Marketers have not soured on cable news outlets trying to make sense of the controversies swirling around Washington. “I’ve seen things get pulled back because of certain behavior by certain people,” said Chris Geraci, president of national video investment at Omnicom Media Group. “But to not support news because of a story that’s being covered? I’ve not really ever seen that.”
The network may have reason to believe viewers are getting over the “fake news” trend. A survey commissioned by CNN in late July found the percentage of Americans who thought biased reporting from mainstream news organizations was at the root of the issue has declined to 69%, compared with 73% in January. Of respondents, 52% felt CNN was fair in its coverage of President Trump.
While MSNBC is getting a lot of attention, CNN’s viewership has increased over the long haul. In the second quarter, overall total day audience rose 25%, while viewers between 25 and 54 — the ones coveted most by advertisers — increased 39%. Total day audience in that demographic is up nearly 74% year to date through July 25, according to Nielsen, compared with the same period in 2013. CNN says primetime viewership through July 30 is at its second-highest level since 2008.

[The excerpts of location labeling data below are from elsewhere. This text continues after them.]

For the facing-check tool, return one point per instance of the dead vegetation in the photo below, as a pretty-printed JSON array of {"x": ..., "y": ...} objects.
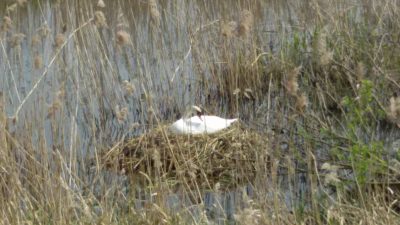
[{"x": 231, "y": 157}]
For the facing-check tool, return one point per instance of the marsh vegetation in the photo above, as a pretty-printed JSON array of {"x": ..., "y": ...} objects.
[{"x": 88, "y": 88}]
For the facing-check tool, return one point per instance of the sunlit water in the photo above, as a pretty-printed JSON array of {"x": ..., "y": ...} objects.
[{"x": 160, "y": 64}]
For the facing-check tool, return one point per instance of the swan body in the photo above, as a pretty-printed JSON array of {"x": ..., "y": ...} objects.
[{"x": 200, "y": 124}]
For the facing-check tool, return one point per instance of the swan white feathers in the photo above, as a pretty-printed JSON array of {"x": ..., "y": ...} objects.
[{"x": 200, "y": 124}]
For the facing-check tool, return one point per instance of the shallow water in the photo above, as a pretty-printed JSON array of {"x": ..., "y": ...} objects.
[{"x": 169, "y": 68}]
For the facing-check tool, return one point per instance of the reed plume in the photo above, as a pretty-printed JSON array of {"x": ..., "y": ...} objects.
[
  {"x": 123, "y": 37},
  {"x": 292, "y": 85},
  {"x": 59, "y": 40},
  {"x": 100, "y": 19},
  {"x": 101, "y": 4},
  {"x": 155, "y": 15},
  {"x": 38, "y": 61},
  {"x": 246, "y": 21},
  {"x": 229, "y": 29},
  {"x": 6, "y": 25},
  {"x": 394, "y": 110},
  {"x": 128, "y": 87}
]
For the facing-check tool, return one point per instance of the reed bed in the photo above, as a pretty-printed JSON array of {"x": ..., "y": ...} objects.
[
  {"x": 88, "y": 87},
  {"x": 203, "y": 159}
]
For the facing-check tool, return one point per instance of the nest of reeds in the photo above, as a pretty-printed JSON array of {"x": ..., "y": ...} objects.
[{"x": 229, "y": 158}]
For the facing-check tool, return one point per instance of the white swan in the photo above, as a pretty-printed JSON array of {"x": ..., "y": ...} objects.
[{"x": 200, "y": 124}]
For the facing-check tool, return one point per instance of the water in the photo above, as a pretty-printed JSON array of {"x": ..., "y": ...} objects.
[{"x": 171, "y": 67}]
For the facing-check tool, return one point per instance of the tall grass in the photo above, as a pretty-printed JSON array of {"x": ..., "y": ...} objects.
[{"x": 318, "y": 80}]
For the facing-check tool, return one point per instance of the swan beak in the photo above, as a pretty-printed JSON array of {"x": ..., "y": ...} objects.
[{"x": 198, "y": 110}]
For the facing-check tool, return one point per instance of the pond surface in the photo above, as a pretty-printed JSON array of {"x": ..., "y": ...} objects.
[{"x": 75, "y": 87}]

Meantime, CNN is trying to build out other businesses. In an earlier era, CNN might have taken its cues from The New York Times and The Washington Post, but as new technology erodes distinctions between print and video, it is competing more directly with them. News junkies can find CNN headlines on their smartphones, Apple TV and Twitter as quickly as via the set-top box. “There are days when there will be a story we’re quite proud of on digital and then we’ll reverse engineer it back onto TV, and there are days when we break news on TV because of something a guest said and we drive people back to digital,” said Andrew Morse, executive vice president of editorial of CNN U.S. and general manager of CNN Digital Worldwide. CNN is set to launch a show on Snapchat, he said, and is readying Beme News with YouTube personality Casey Neistat.
But whatever it reports — whether on old-school platforms or via new tech — is held to high editorial standards, Morse said. “We know that there are a lot of eyeballs on us,” he noted. And that, after all, is what interests both Trump officials and AT&T.